- Andela is letting 400 developers go in Nigeria, Kenya and Uganda
- The company raised $100M in its Series D funding round
African outsourcing startup Andela recently raised $100 million, and is now ending its developer training programs in Nigeria, Kenya and Uganda, letting go of up to 400 people. Some trained Andela developers have not been placed at all for the past year in its primary U.S. market. This could be just a change in the company’s business model, or a deeper sign of the trouble awaiting Africa’s tech ecosystem given the saturation of talent in other regions.
Why This Matters: If you’re wondering what exactly does Andela do, they train developers across Africa for contract work with U.S. employers. Currently, they operate in Kenya, Uganda, Nigeria and Rwanda with about 1,100 developers on staff working for more than 200 companies, nearly 90 percent of which are located in the U.S. In February of this year Andela received a major injection of capital for its quest to continue connecting developers on the continent with tech companies around the world. The company raised $100 million in its Series D funding round, putting Andela’s valuation at somewhere between $600 million and $700 million.
Andela’s pricing strategy is set for servicing U.S. and European clients, meaning it’s not economically viable to just start placing talent locally across Africa
Executives at Andela claim these layoffs are largely thanks to an upswell of training programs on the continent since it first launched in 2014, and that the changes are not about cost-cutting. Andela receives anywhere from $50,000 to $120,000 per developer from a company and passes one-third of that directly to the person doing the work. Now that they’ve unloaded hundreds of skilled developers in some of Africa’s largest tech ecosystems, it’s uncertain if the region can absorb these displaced workers.
We also have to look at whether or not this business model is sustainable for Andela. It seems like it may not be. There are loads of startups on the continent which workers perhaps could’ve been placed at, albeit at much lower price points.
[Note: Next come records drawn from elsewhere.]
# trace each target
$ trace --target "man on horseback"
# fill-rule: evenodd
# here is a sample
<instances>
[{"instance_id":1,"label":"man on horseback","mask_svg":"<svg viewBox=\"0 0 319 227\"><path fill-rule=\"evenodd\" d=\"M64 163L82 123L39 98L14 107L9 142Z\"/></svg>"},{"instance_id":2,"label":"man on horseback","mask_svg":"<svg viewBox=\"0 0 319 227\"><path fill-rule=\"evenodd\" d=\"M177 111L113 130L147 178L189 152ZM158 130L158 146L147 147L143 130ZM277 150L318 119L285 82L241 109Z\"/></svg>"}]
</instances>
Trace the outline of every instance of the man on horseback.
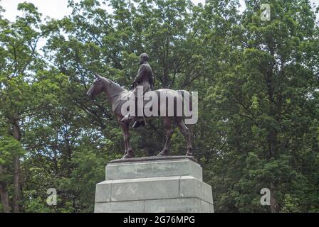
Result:
<instances>
[{"instance_id":1,"label":"man on horseback","mask_svg":"<svg viewBox=\"0 0 319 227\"><path fill-rule=\"evenodd\" d=\"M151 67L148 64L148 55L146 53L142 53L140 55L140 68L138 69L137 74L134 79L133 84L131 88L132 90L132 94L134 94L135 99L137 98L137 86L142 86L143 87L143 95L145 92L154 89L154 78L153 78L153 71ZM122 122L129 122L131 119L136 119L136 117L130 116L128 113L122 120ZM145 126L145 123L144 121L136 121L133 124L133 128L137 128L140 126Z\"/></svg>"}]
</instances>

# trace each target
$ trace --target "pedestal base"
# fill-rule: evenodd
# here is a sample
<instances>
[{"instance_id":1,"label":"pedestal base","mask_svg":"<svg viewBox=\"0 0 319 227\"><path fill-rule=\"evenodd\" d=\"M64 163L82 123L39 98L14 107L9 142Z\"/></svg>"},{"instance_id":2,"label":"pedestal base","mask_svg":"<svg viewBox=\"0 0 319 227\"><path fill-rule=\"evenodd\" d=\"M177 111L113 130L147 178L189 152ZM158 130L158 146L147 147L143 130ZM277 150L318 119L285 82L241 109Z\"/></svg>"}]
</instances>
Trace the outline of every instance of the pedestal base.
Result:
<instances>
[{"instance_id":1,"label":"pedestal base","mask_svg":"<svg viewBox=\"0 0 319 227\"><path fill-rule=\"evenodd\" d=\"M185 156L116 160L96 185L95 212L214 212L200 165Z\"/></svg>"}]
</instances>

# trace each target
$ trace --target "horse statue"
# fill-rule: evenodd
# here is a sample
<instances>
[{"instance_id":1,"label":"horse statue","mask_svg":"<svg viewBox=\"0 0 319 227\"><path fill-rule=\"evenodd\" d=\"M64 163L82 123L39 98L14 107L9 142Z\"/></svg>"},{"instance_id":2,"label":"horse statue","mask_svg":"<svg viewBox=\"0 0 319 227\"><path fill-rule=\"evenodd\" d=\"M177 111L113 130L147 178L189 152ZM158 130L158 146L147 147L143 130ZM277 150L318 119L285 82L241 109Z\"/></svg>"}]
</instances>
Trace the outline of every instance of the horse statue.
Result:
<instances>
[{"instance_id":1,"label":"horse statue","mask_svg":"<svg viewBox=\"0 0 319 227\"><path fill-rule=\"evenodd\" d=\"M94 96L98 95L101 92L104 92L108 100L112 104L112 109L115 117L117 122L118 123L120 128L122 129L124 135L124 144L125 144L125 153L122 158L129 158L133 157L133 150L130 143L130 133L129 133L129 122L122 122L121 119L125 116L125 114L122 113L123 105L127 101L127 97L129 97L132 91L127 90L126 89L122 87L115 82L101 77L98 74L96 75L97 78L94 80L93 84L90 86L90 89L87 92L87 95L93 97ZM187 143L187 156L192 156L192 124L186 125L184 123L184 120L187 118L183 114L182 116L180 114L177 114L178 113L178 108L181 108L180 106L177 104L177 101L183 101L183 99L185 99L184 94L187 94L187 96L189 97L189 93L184 90L172 90L169 89L160 89L155 91L151 91L148 92L155 92L154 94L157 96L158 98L160 97L161 94L164 94L168 99L169 97L174 99L174 110L172 111L173 114L165 114L164 116L161 114L157 114L157 116L140 116L138 117L138 121L145 121L145 119L150 117L161 117L163 120L163 125L165 129L166 141L163 150L157 155L157 156L167 155L170 150L171 138L173 133L173 130L172 128L172 121L173 118L175 120L177 125L182 134L183 135L186 143ZM192 109L192 99L188 99L187 101L189 103L189 107ZM160 101L160 99L158 99L158 101L153 102L153 99L149 101L153 107L157 105L158 110L164 110L167 113L167 110L169 109L168 104L166 101ZM184 99L184 101L185 101ZM145 102L143 102L143 106L145 107ZM150 106L150 104L149 104ZM169 106L172 108L172 106ZM170 109L172 111L172 109ZM184 113L184 109L183 109ZM171 115L171 116L169 116Z\"/></svg>"}]
</instances>

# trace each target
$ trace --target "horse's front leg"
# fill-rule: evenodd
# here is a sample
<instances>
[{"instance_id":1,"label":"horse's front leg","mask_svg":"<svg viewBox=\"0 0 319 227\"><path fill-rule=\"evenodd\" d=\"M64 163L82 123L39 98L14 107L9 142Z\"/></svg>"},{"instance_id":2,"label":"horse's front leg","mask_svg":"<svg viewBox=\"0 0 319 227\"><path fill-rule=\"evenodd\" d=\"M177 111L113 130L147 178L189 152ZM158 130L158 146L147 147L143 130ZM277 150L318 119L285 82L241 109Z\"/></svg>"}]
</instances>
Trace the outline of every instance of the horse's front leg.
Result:
<instances>
[{"instance_id":1,"label":"horse's front leg","mask_svg":"<svg viewBox=\"0 0 319 227\"><path fill-rule=\"evenodd\" d=\"M133 150L130 143L130 133L129 133L130 124L128 123L120 122L120 126L121 127L122 132L123 133L124 145L125 147L125 151L122 158L132 157L133 157Z\"/></svg>"},{"instance_id":2,"label":"horse's front leg","mask_svg":"<svg viewBox=\"0 0 319 227\"><path fill-rule=\"evenodd\" d=\"M172 129L172 118L170 117L164 117L163 124L165 128L165 145L163 150L157 155L157 156L167 155L171 147L171 138L174 131Z\"/></svg>"}]
</instances>

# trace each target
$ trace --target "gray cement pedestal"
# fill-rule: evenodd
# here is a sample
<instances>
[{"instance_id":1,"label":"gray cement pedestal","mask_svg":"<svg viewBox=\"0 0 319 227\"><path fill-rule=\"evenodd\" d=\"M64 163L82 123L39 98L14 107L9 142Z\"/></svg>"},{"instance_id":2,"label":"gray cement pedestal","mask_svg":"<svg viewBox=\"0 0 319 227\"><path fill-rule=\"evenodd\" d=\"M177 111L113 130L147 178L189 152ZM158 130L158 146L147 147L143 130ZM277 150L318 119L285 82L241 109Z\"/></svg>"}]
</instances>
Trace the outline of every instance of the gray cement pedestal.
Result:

It’s easy to see that a pricing strategy set for servicing U.S. and European clients is not economically viable to just start placing talent locally across Africa.
Situational Awareness: Facebook (FB -1.67 percent) founder Mark Zuckerberg and his wife’s Chan Zuckerberg Initiative made Andela its first investment. They’ve continued to seed capital into the company with its series D raise along with Al Gore’s Generation Investment Management, GV, Spark Capital and CRE Venture Capital. Andela has grown rapidly with venture capital funding in the last five years, but has yet to attain profitability.